In Deutschland wird derzeit fleißig gebaut. Noch immer werden die meisten Bauvorhaben im Frühjahr oder Frühsommer begonnen, damit im Anschluss die Möglichkeit besteht, die Arbeiten bei möglichst guten Wetterbedingungen fortzusetzen. Inzwischen sind viele Bauherren soweit, dass der Rohbau steht und sie sich dem Innenausbau widmen können.
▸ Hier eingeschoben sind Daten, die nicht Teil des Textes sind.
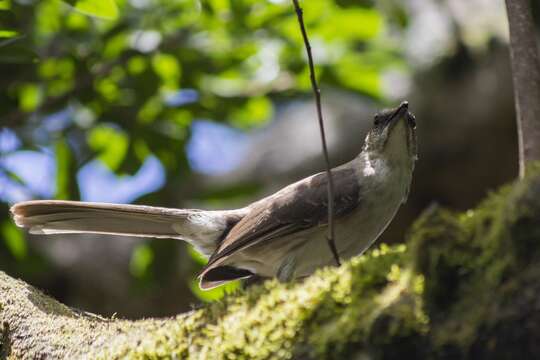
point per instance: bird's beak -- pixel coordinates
(400, 112)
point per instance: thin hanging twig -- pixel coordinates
(331, 232)
(526, 77)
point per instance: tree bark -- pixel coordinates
(526, 79)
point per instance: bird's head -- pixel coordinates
(393, 134)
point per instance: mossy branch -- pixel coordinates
(466, 287)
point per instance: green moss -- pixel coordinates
(466, 288)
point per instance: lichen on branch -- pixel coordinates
(466, 286)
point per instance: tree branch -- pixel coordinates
(331, 231)
(526, 79)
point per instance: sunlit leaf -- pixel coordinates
(141, 260)
(255, 112)
(8, 34)
(105, 9)
(168, 69)
(110, 143)
(214, 294)
(5, 4)
(14, 240)
(13, 51)
(30, 96)
(63, 158)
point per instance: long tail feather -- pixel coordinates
(201, 228)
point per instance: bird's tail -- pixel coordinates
(202, 228)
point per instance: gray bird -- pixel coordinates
(282, 235)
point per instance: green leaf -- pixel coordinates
(6, 34)
(214, 294)
(63, 158)
(110, 143)
(256, 112)
(141, 260)
(5, 4)
(104, 9)
(168, 69)
(14, 240)
(30, 97)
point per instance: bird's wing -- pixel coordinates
(297, 207)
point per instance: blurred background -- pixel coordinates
(207, 104)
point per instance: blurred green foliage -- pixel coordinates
(114, 64)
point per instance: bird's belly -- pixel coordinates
(354, 234)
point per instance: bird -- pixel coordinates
(282, 235)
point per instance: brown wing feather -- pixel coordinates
(295, 208)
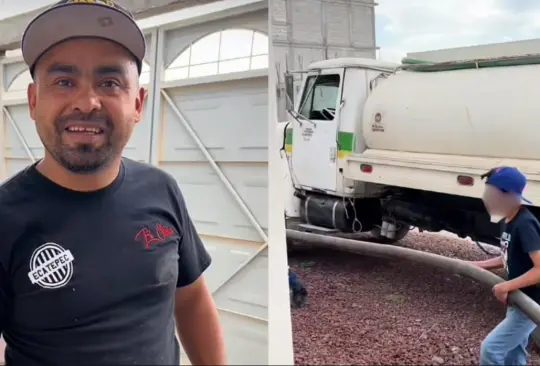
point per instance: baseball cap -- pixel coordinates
(82, 18)
(508, 180)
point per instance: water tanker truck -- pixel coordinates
(378, 147)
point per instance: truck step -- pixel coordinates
(316, 229)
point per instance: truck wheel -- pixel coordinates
(400, 234)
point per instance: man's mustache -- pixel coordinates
(101, 120)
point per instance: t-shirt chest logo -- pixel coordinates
(51, 266)
(505, 241)
(154, 236)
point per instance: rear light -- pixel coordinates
(465, 180)
(365, 168)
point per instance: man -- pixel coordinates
(520, 242)
(99, 256)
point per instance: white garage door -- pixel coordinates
(206, 124)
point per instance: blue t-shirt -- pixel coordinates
(520, 237)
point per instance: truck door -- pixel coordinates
(314, 151)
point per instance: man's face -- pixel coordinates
(85, 101)
(498, 204)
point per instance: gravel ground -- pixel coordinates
(364, 310)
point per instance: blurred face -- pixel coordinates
(498, 203)
(85, 101)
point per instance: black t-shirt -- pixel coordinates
(520, 237)
(90, 278)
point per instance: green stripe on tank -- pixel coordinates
(346, 141)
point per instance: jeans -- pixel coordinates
(507, 343)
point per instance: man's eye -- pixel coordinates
(109, 84)
(64, 83)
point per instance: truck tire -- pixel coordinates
(400, 234)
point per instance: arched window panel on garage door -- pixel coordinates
(223, 52)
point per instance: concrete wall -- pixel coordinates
(304, 31)
(481, 51)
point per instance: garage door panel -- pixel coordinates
(212, 207)
(247, 291)
(138, 147)
(12, 71)
(228, 118)
(227, 257)
(246, 339)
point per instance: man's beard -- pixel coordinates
(84, 158)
Hierbei packen sie oft selbst mit an und nehmen außerdem gerne Unterstützung von Familienmitgliedern und Freunden in Anspruch. Diese Praxis ist äußerst verbreitet, was im Hinblick auf die erzielbare Ersparnis auch nicht verwundert. Wer Eigenleistungen erbringt, spart immense Lohnkosten ein und verringert somit die finanzielle Belastung.

Leider kommt es auch auf privaten Baustellen immer wieder zu Unfällen. Leider wird dieses Risiko gerne ausgeblendet, weshalb viele Bauhelfer ohne Versicherungsschutz arbeiten. Allerdings ist dies sehr riskant, denn am Ende haftet der Bauherr – und deshalb kann es für ihn richtig teuer werden.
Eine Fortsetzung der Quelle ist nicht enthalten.